Au cœur de ce dossier, l’inscription du Soudan dans la liste noire américaine des Etats soutenant le terrorisme.
Cette sanction, synonyme d’entrave aux investissements pour le pays du nord-est africain, remonte à 1993. La crise s’est envenimée avec les attentats de 1998, qui avaient fait plus de deux cents morts.
Le Soudan d’Omar el-Béchir, coupable d’avoir accueilli pendant plusieurs années le chef d’Al-Qaïda Oussama ben Laden, était alors devenu un paria pour les Américains.
Ces dernières années toutefois, Washington a changé de ton, lorsque l’ex-autocrate soudanais a commencé à coopérer dans la lutte antiterroriste et a joué le jeu de la paix avec le Soudan du Sud.
L’ex-président démocrate Barack Obama puis son successeur républicain Donald Trump ont renoué avec Khartoum, et avant même la chute d’Omar el-Béchir, les Etats-Unis avaient engagé un dialogue pour retirer le Soudan de leur liste noire.
Tractations en coulisses
La révolution qui a balayé l’ancien régime soudanais, au printemps 2019, n’a fait qu’accélérer le mouvement, et Mike Pompeo n’a pas ménagé son soutien au Premier ministre de transition Abdallah Hamdok.
Mais les négociations achoppaient sur l’épineux dossier judiciaire de l’indemnisation des familles des victimes des attaques de 1998.
Le secrétaire d’Etat pense désormais qu’une solution est en vue, et en a fait « une de ses premières priorités », a dit à l’AFP une porte-parole de la diplomatie américaine.
Son « plan » prévoit le versement par Khartoum, sur un compte bloqué, de fonds qui ne seront versés que sous conditions aux Etats-Unis pour indemniser les plaignants.
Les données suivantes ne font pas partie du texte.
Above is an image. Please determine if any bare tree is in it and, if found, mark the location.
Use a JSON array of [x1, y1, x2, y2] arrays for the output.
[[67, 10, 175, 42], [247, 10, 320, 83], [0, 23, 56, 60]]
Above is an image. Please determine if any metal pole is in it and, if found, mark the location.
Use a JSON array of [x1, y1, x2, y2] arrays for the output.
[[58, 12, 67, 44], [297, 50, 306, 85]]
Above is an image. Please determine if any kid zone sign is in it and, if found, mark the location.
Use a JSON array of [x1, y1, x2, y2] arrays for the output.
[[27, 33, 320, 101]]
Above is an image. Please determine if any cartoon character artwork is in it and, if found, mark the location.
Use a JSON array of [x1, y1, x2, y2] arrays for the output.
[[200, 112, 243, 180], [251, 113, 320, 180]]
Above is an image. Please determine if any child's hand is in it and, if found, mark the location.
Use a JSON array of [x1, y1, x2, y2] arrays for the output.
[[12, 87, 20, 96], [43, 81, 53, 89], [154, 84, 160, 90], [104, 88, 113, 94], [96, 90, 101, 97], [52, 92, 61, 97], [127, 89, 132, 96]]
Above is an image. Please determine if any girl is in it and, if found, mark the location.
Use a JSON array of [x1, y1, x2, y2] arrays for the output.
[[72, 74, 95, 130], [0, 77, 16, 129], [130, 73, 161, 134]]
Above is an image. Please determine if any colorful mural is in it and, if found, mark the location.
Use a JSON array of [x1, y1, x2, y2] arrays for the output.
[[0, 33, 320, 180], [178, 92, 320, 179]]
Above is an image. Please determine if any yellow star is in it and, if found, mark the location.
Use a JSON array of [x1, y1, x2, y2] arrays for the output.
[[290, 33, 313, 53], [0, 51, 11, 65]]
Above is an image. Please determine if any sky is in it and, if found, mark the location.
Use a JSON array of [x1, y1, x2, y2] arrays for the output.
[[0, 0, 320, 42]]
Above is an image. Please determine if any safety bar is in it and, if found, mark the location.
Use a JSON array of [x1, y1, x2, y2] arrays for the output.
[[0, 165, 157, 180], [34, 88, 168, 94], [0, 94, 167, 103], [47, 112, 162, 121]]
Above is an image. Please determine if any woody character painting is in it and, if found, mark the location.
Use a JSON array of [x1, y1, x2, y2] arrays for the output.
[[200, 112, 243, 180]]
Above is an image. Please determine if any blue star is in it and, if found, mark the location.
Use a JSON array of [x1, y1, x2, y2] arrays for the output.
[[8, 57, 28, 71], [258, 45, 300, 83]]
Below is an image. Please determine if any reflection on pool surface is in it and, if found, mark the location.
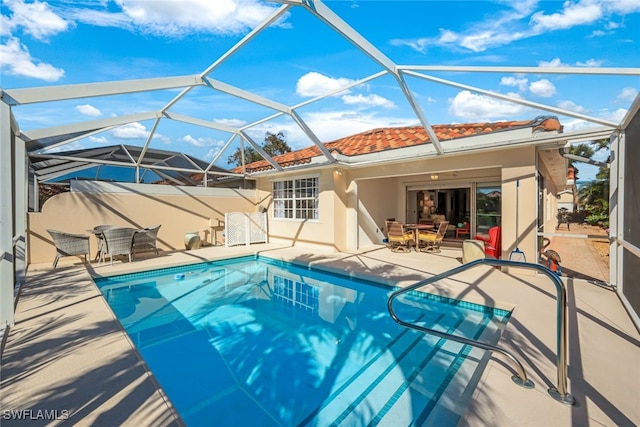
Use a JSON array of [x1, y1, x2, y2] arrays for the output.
[[95, 257, 509, 426]]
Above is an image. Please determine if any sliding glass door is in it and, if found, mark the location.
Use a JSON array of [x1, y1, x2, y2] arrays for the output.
[[476, 183, 502, 234]]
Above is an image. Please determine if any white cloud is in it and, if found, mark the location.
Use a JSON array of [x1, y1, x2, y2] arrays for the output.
[[182, 135, 224, 147], [247, 110, 420, 150], [0, 37, 64, 82], [500, 76, 529, 91], [342, 94, 396, 109], [296, 72, 353, 97], [538, 58, 570, 67], [213, 118, 247, 128], [391, 0, 640, 53], [603, 0, 640, 14], [529, 79, 556, 98], [616, 87, 638, 102], [3, 0, 71, 41], [111, 122, 149, 139], [531, 1, 603, 33], [85, 0, 288, 37], [558, 100, 587, 113], [76, 104, 102, 117], [449, 90, 526, 121], [89, 136, 109, 144], [576, 58, 602, 67]]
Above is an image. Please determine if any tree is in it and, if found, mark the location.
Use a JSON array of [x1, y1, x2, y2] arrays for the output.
[[578, 139, 610, 219], [227, 131, 291, 166]]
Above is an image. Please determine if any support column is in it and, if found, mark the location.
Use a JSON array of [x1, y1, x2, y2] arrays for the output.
[[0, 102, 15, 329]]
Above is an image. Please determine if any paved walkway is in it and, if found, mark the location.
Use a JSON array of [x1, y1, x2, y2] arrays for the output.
[[0, 242, 640, 427], [546, 224, 609, 282]]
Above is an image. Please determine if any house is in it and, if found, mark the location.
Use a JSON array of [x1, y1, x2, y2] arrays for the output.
[[235, 116, 567, 264]]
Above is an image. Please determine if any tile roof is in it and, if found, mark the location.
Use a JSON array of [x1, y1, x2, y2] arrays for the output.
[[233, 116, 562, 173]]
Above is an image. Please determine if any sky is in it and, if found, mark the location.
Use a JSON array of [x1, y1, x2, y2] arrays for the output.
[[0, 0, 640, 180]]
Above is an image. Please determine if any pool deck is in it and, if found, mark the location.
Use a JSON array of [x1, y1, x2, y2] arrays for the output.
[[0, 245, 640, 426]]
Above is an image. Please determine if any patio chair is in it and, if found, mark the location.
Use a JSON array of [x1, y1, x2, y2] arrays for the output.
[[476, 225, 502, 259], [102, 227, 136, 265], [87, 224, 116, 262], [47, 230, 89, 268], [456, 222, 471, 239], [418, 221, 449, 252], [387, 221, 415, 252], [131, 225, 161, 258]]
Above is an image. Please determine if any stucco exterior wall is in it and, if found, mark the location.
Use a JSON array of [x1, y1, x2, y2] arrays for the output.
[[538, 156, 572, 233], [252, 146, 556, 260], [256, 169, 346, 252], [28, 184, 258, 263], [357, 178, 402, 248]]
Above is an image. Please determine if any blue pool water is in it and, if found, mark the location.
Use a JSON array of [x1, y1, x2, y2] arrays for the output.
[[95, 257, 509, 427]]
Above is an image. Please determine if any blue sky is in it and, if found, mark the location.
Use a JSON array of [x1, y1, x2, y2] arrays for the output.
[[0, 0, 640, 179]]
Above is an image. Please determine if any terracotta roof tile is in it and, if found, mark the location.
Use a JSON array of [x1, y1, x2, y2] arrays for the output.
[[233, 116, 562, 173]]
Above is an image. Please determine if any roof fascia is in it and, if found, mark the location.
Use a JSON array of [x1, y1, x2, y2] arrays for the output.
[[2, 75, 204, 105], [241, 128, 615, 177], [620, 93, 640, 129], [405, 71, 619, 128]]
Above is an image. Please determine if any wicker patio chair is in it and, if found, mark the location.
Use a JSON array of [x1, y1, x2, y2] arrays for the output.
[[131, 225, 161, 259], [91, 224, 116, 262], [418, 221, 449, 252], [102, 227, 136, 265], [47, 230, 89, 268], [387, 221, 415, 252]]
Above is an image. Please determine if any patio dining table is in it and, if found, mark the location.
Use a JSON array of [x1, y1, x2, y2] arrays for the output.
[[404, 224, 435, 252]]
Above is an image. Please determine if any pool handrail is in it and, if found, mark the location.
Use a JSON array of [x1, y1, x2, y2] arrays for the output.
[[387, 258, 575, 405]]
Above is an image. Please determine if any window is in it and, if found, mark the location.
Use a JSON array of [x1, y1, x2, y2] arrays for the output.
[[273, 178, 318, 219], [271, 274, 320, 317]]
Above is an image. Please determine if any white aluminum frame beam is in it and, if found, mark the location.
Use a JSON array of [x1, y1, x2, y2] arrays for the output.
[[405, 71, 619, 129], [20, 111, 161, 145], [1, 75, 204, 106], [240, 131, 282, 173], [398, 65, 640, 76], [0, 102, 17, 332], [304, 0, 443, 154], [162, 5, 291, 111]]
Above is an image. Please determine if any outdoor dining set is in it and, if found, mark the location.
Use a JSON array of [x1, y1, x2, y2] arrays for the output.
[[47, 225, 160, 268], [386, 220, 449, 252]]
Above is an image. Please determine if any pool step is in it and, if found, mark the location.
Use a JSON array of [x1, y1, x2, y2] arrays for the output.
[[302, 310, 492, 426]]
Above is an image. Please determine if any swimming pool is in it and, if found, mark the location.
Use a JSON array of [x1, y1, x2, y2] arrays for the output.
[[94, 257, 509, 427]]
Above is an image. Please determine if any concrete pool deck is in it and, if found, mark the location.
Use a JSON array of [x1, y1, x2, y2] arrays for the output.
[[0, 245, 640, 426]]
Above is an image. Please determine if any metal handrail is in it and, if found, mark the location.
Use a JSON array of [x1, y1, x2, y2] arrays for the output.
[[387, 258, 575, 405]]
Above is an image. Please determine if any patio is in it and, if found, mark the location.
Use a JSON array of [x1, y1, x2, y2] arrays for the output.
[[0, 240, 640, 426]]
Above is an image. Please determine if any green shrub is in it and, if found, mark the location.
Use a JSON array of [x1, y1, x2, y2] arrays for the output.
[[584, 214, 609, 225]]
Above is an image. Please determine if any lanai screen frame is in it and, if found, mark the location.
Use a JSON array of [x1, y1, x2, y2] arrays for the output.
[[0, 0, 640, 327]]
Des médias américains ont cité le montant global de 335 millions de dollars.
Parmi ces conditions, le retrait du Soudan de la liste noire antiterroriste et l’adoption d’un texte de loi proclamant la « paix légale » avec Khartoum — pour écarter le risque de nouvelles poursuites.
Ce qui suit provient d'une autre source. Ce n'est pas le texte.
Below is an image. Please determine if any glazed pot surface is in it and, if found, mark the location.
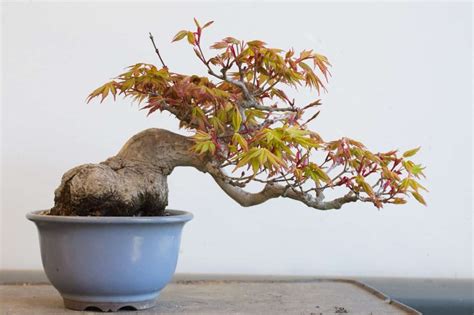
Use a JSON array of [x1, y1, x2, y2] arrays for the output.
[[27, 210, 193, 311]]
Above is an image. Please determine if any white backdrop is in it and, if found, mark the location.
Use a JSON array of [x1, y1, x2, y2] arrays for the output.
[[0, 2, 473, 278]]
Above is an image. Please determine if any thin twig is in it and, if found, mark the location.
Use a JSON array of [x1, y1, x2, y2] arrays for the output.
[[149, 32, 168, 68]]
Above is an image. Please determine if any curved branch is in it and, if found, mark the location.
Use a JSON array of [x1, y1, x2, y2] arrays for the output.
[[205, 164, 359, 210]]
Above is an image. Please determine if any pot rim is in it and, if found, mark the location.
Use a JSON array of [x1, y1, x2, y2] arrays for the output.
[[26, 209, 194, 224]]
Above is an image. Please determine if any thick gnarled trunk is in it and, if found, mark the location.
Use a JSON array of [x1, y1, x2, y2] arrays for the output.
[[50, 129, 359, 216], [50, 129, 203, 216]]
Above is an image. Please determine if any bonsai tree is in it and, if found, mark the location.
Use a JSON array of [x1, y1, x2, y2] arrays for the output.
[[50, 20, 425, 216]]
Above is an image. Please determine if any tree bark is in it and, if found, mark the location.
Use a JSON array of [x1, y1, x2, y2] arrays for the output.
[[50, 129, 203, 216], [50, 129, 360, 216]]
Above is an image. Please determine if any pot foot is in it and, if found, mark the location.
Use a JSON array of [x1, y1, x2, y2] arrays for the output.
[[63, 298, 156, 312]]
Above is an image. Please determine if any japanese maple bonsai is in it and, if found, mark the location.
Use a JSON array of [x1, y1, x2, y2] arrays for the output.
[[26, 20, 425, 310]]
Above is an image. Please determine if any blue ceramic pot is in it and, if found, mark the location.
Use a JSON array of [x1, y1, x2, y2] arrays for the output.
[[26, 210, 193, 311]]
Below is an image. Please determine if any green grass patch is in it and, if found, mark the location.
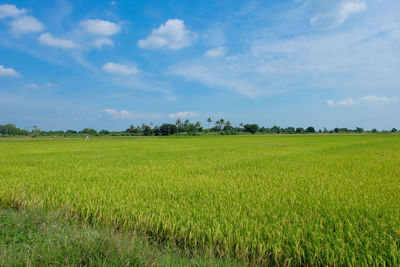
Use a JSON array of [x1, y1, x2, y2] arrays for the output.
[[0, 135, 400, 265]]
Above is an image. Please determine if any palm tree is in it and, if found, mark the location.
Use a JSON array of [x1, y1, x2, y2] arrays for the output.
[[207, 118, 212, 129]]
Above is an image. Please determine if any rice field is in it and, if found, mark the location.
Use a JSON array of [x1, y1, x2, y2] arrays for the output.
[[0, 135, 400, 265]]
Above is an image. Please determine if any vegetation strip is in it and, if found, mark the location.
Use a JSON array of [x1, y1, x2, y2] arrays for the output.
[[0, 135, 400, 265]]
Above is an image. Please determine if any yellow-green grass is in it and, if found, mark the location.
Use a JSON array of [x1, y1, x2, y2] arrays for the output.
[[0, 135, 400, 265]]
Dans son courrier, Mike Pompeo fait pression sur le Congrès américain pour qu’il vote cette disposition.
« Cette loi doit entrer en vigueur mi-octobre au plus tard afin de garantir le paiement des indemnisations aux victimes dès que le Soudan sera retiré de la liste des Etats soutenant le terrorisme », a-t-il expliqué.
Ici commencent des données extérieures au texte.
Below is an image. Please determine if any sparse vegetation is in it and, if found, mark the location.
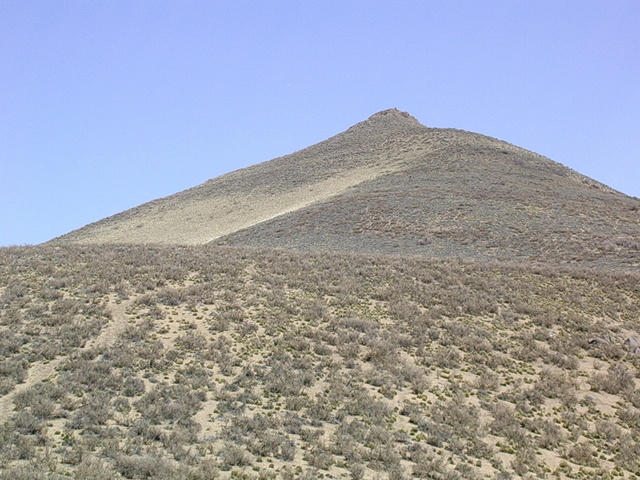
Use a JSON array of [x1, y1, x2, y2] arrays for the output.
[[0, 246, 640, 479]]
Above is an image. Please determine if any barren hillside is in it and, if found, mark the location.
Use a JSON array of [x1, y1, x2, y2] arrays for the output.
[[53, 109, 640, 269]]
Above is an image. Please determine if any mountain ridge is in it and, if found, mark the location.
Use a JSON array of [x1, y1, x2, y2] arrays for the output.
[[51, 109, 640, 269]]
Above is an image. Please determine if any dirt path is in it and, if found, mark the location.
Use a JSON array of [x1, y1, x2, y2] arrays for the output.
[[0, 296, 132, 423]]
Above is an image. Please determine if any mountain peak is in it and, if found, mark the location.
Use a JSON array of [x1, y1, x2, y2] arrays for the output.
[[369, 108, 420, 123]]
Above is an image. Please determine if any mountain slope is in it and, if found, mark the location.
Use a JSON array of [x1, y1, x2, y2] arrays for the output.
[[55, 109, 640, 269]]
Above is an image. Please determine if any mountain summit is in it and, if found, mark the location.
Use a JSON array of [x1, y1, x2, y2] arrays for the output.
[[51, 109, 640, 269]]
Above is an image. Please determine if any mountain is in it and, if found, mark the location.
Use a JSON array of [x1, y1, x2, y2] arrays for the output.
[[52, 109, 640, 269], [5, 109, 640, 480]]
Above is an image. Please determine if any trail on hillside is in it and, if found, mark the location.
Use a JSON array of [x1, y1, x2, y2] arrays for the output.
[[0, 296, 132, 423]]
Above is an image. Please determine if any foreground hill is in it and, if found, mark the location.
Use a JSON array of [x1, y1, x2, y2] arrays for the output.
[[53, 109, 640, 269], [0, 245, 640, 480]]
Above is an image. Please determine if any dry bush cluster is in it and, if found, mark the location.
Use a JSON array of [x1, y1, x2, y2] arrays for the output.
[[0, 246, 640, 479]]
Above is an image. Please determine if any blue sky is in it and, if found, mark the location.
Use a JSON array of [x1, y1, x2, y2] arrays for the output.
[[0, 0, 640, 245]]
Pourquoi un tel empressement
Ce qui, en clair, signifie que l’administration Trump est prête à lever l’emblématique sanction avant l’élection présidentielle du 3 novembre.
Quelques sénateurs de tous bords ont appuyé la demande de Mike Pompeo. Mais au sein du gouvernement américain, on s’inquiète de la résistance d’influents élus démocrates.
Pourquoi un tel empressement, de la part d’un secrétaire d’Etat par ailleurs très peu intéressé par le continent africain?
C’est probablement qu’un autre dossier cher à l’administration Trump se cache derrière celui-ci.
Mike Pompeo s’est rendu fin août à Khartoum, lors de la première visite d’un secrétaire américain en 15 ans, au cours d’une tournée pour convaincre des pays arabes de normaliser leurs relations avec Israël.
Le camp du président-candidat républicain veut capitaliser sur les accords historiques conclus sous son égide par Israël avec les Emirats arabes unis et Bahreïn — un succès qui manquait à son bilan diplomatique, qui plus est favorable aux intérêts israéliens et donc susceptible de galvaniser son électorat évangélique.
Abdallah Hamdok avait semblé doucher les espoirs américains, en affirmant qu’il n’avait « pas de mandat » pour trancher une question si sensible.
Mais selon plusieurs observateurs, les tractations se poursuivent en coulisses.